I am doing my first care plan and I have a question

  1. We are doing our first care plans this week and I want to make sure I am going in the right direction. Any advice would be GREATLY appreciated, as I feel like we've been thrown in the water with no life preserver and I am not sure what to do!

    Okay, my patient (61 F) has Diabetes, and has had it since she was pregnant with her first child. She has a lot of complications that have gradually developed over the years, but by talking with her, I don't get the impression that it is due to her negligence of care, rather I think it's just the progression of the disease. She eats the correct diet, takes her insulin and medications on time, etc.
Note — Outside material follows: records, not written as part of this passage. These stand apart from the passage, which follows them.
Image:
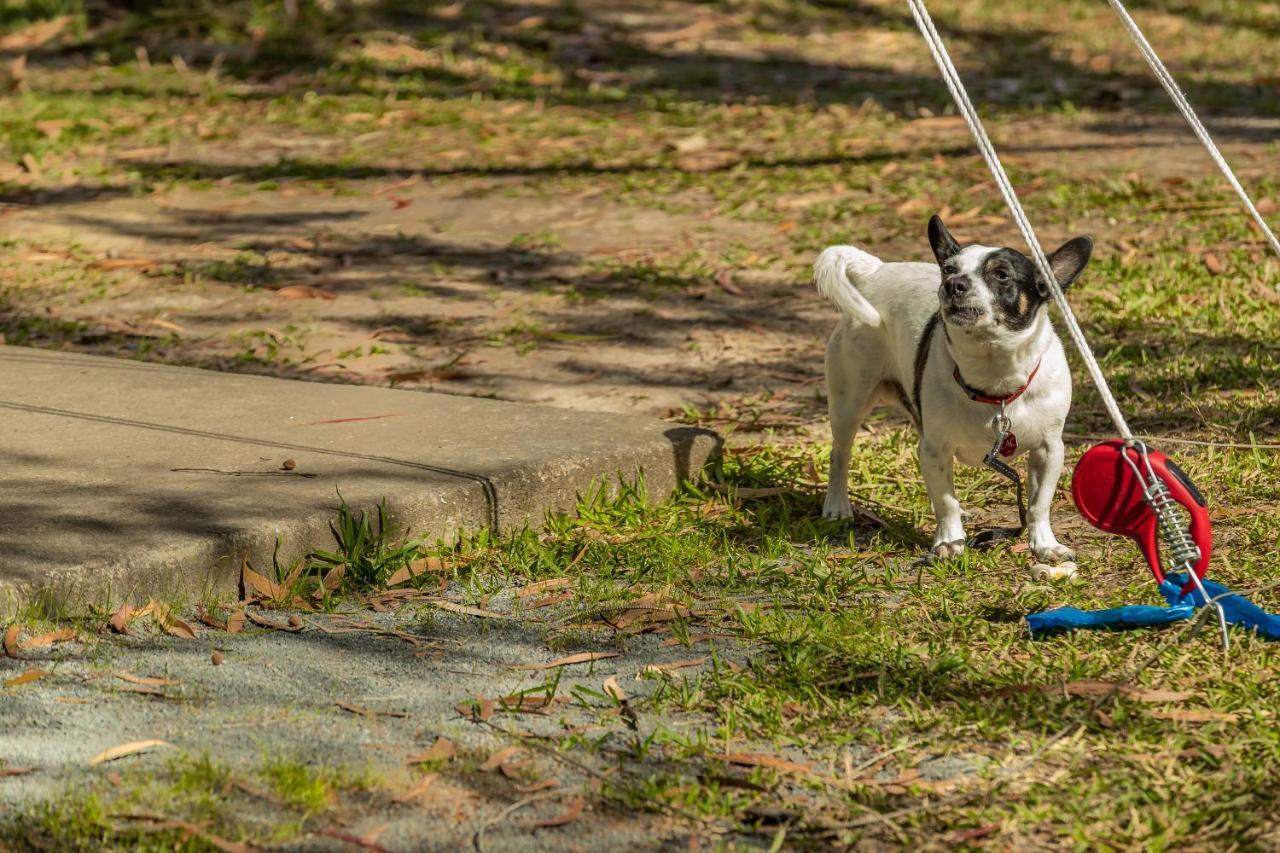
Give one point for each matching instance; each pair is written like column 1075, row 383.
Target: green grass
column 858, row 647
column 842, row 643
column 191, row 803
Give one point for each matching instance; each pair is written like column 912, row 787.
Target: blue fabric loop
column 1239, row 611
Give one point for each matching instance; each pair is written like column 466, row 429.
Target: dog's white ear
column 1069, row 261
column 941, row 240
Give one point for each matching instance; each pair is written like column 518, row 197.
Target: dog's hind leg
column 853, row 389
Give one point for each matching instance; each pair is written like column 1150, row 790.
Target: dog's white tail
column 837, row 273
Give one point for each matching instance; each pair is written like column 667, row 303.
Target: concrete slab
column 122, row 479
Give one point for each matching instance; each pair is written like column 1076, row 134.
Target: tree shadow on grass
column 602, row 59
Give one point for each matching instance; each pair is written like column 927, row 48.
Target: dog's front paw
column 947, row 550
column 837, row 507
column 1052, row 553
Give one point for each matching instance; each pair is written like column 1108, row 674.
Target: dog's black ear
column 941, row 240
column 1069, row 261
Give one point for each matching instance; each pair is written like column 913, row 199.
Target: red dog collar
column 982, row 396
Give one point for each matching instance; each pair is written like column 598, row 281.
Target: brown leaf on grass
column 179, row 628
column 35, row 35
column 465, row 610
column 725, row 279
column 209, row 619
column 417, row 790
column 572, row 811
column 613, row 689
column 766, row 760
column 27, row 678
column 499, row 758
column 581, row 657
column 156, row 824
column 442, row 749
column 1091, row 687
column 149, row 680
column 539, row 587
column 526, row 703
column 132, row 748
column 260, row 584
column 1194, row 715
column 548, row 601
column 122, row 617
column 109, row 264
column 257, row 619
column 305, row 292
column 676, row 665
column 415, row 569
column 479, row 711
column 369, row 712
column 330, row 582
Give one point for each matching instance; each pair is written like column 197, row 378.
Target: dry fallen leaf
column 415, row 569
column 465, row 610
column 27, row 678
column 63, row 635
column 120, row 619
column 178, row 628
column 675, row 665
column 1194, row 715
column 572, row 811
column 305, row 292
column 122, row 263
column 257, row 619
column 124, row 675
column 725, row 279
column 260, row 583
column 1089, row 687
column 442, row 749
column 416, row 792
column 499, row 758
column 581, row 657
column 124, row 749
column 526, row 703
column 543, row 585
column 766, row 760
column 613, row 689
column 479, row 711
column 369, row 712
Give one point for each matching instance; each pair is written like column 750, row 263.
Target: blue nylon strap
column 1239, row 611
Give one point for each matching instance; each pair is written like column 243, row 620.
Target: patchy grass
column 188, row 803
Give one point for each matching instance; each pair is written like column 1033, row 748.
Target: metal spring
column 1183, row 550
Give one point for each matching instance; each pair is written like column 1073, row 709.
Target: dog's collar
column 982, row 396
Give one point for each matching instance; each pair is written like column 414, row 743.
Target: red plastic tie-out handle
column 1110, row 497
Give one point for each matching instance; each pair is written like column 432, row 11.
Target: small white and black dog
column 951, row 345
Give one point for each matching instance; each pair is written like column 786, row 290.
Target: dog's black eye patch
column 1011, row 279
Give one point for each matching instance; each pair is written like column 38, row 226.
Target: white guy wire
column 951, row 77
column 1184, row 106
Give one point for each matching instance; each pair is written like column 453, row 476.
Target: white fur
column 865, row 359
column 831, row 273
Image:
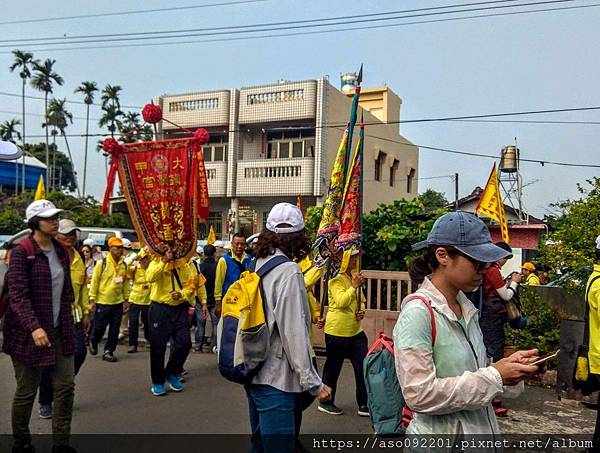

    Anyway, so there's that. Her existing complications include hypertension, renal insufficiency, Charcot's joint Disease, Diabetic retinopathy and diabetic neuopathy, erosive esophagitis w/ ulcers. She was admitted with nausea, vomiting and diarhea, all of which was resolved after receiving an enema. She was diagnosed with gastroparesis. Soooooo,

    nursing diagnosis -- I DON'T KNOW! I am trying so hard to figure this out, I have all 4 books in front of me, and I can't figure this out. I know that it means "decreased gut motility", but I can't find that as a nursing diagnosis, so I know that can't be right to just write that in. Would it be nausea, vomiting or diarrhea? but which is most important to choose it to be the nursing diagnosis?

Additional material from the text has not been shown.